André Santini, qui dirigeait Issy-les-Moulineaux sans discontinuer depuis 1980, est décédé à l’âge de 85 ans. L’annonce de sa mort, survenue dans la nuit de dimanche à lundi, a été confirmée par son entourage. Hospitalisé depuis plusieurs mois – il avait été admis en soins en octobre 2025 –, il avait néanmoins conduit une campagne électorale depuis son lit d’hôpital et avait été réélu le 23 mars pour un huitième mandat de maire. Au moment de son décès, il détenait le record de longévité à la tête d’une commune dans le département des Hauts-de-Seine.
Un bâtisseur au service de la « médialand »

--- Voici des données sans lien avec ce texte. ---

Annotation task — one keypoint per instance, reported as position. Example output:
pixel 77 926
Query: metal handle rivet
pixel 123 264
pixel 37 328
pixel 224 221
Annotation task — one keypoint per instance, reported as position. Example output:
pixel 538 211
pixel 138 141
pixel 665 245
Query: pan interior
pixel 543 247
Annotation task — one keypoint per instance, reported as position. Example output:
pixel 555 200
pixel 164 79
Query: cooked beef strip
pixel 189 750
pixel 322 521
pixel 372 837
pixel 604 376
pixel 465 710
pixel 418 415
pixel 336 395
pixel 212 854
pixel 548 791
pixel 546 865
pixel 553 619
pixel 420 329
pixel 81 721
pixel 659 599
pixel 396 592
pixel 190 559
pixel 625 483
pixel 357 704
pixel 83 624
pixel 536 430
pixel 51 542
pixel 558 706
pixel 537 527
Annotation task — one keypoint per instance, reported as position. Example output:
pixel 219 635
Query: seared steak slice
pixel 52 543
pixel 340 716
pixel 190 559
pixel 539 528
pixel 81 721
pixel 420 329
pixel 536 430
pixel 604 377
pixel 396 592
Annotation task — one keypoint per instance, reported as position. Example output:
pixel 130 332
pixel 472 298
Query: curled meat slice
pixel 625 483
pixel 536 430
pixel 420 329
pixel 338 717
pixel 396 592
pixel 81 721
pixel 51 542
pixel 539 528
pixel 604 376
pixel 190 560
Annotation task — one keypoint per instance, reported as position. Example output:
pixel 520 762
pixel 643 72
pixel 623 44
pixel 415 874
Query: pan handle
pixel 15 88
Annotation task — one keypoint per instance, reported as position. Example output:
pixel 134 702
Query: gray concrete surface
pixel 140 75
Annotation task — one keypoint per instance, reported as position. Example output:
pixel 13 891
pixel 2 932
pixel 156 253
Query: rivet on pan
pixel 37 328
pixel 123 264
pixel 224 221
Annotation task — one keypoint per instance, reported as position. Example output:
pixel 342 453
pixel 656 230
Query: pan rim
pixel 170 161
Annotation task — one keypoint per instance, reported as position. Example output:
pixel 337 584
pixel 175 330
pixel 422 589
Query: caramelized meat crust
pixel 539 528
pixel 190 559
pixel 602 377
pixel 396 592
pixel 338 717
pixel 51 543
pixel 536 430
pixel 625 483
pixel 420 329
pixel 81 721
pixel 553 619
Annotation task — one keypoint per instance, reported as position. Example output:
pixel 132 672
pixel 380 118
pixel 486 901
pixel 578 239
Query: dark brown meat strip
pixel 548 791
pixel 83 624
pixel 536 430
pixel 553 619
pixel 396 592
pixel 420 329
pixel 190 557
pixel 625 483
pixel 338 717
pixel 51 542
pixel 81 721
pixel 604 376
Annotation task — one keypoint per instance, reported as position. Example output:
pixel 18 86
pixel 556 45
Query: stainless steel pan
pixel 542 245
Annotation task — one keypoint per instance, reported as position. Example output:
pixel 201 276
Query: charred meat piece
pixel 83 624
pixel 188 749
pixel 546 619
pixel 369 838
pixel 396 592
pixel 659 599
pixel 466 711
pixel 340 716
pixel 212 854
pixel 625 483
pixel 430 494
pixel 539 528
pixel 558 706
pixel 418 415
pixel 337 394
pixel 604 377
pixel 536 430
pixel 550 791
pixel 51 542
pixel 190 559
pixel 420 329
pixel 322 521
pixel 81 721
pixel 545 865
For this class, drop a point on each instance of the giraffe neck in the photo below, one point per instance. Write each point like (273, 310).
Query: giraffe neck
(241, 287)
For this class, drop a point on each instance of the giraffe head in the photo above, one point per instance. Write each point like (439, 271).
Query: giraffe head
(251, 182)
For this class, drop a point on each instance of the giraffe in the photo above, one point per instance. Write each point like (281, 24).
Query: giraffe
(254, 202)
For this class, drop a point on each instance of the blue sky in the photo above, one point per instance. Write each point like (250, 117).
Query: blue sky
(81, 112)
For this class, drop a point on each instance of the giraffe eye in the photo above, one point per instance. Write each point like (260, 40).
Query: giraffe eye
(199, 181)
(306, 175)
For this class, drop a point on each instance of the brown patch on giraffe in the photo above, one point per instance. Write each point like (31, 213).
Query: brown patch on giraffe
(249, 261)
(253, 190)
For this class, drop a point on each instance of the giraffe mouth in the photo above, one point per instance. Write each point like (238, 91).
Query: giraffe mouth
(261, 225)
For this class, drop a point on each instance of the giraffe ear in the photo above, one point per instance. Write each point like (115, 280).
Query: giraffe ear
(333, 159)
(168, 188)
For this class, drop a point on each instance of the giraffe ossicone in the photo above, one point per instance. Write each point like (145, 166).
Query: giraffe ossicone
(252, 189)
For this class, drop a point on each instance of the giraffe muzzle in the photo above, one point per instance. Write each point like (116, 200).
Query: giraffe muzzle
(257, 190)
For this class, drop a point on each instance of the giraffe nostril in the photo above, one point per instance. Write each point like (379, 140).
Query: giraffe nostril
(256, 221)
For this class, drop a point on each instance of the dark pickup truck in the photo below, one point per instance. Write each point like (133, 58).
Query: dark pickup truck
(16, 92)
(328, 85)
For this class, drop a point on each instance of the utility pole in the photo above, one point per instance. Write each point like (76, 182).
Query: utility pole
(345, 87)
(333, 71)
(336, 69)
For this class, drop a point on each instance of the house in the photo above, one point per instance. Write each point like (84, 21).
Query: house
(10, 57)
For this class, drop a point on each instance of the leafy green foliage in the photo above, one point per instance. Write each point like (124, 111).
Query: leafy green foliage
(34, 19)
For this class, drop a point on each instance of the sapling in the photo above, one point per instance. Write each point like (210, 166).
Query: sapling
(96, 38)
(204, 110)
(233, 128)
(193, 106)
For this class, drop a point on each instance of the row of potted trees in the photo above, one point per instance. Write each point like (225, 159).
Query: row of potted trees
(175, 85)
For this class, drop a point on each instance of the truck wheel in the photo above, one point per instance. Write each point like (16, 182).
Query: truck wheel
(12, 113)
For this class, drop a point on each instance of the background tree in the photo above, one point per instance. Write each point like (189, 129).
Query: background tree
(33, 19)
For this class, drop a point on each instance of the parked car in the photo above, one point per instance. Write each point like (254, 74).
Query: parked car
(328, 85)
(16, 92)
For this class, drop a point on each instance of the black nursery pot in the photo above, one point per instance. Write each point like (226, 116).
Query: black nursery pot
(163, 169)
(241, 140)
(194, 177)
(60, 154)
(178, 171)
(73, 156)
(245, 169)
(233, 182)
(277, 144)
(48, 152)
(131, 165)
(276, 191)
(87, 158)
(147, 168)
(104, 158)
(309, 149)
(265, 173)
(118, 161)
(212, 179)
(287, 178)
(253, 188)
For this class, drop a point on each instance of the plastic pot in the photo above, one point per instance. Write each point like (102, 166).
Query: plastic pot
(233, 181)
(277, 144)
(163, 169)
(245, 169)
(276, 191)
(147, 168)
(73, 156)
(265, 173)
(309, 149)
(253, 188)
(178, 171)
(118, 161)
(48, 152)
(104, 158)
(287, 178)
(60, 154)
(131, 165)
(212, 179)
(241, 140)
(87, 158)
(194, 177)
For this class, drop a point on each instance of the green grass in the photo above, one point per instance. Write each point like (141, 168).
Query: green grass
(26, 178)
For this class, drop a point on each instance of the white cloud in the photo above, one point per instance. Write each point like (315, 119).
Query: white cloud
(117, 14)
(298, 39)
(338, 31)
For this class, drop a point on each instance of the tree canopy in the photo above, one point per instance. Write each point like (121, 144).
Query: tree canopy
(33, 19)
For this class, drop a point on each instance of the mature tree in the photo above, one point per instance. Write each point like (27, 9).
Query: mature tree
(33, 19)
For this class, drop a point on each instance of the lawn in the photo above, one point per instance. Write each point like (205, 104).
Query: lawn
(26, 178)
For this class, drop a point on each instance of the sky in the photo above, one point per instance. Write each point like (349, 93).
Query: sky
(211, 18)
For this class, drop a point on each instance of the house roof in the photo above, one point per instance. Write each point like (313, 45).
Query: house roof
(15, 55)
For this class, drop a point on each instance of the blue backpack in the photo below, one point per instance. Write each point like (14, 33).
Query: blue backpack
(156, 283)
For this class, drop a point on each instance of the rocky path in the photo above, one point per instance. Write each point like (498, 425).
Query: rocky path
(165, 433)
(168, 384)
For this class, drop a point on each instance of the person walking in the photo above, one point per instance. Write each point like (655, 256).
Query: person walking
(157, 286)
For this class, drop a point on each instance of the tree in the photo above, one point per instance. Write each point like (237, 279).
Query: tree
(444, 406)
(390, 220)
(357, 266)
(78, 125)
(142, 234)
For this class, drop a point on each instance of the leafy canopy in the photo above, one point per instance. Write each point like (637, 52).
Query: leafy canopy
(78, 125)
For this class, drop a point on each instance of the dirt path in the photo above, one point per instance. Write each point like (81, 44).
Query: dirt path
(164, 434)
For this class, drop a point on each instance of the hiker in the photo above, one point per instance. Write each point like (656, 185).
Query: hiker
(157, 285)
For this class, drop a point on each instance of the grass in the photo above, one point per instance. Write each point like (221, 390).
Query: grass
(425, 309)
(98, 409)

Élu pour la première fois à la mairie d’Issy-les-Moulineaux en 1980, André Santini a profondément transformé cette ancienne ville ouvrière de la banlieue ouest de Paris. Sous son impulsion, la commune est devenue un pôle d’attraction pour les entreprises des technologies de l’information et de la communication, ainsi que pour les grands groupes médiatiques. Il avait lui-même forgé le surnom de « médialand » pour désigner ce territoire où se sont installés les sièges de nombreuses chaînes de télévision, radios et sociétés de production. Cette métamorphose urbaine et économique a valu à l’élu une reconnaissance au-delà des frontières de son fief.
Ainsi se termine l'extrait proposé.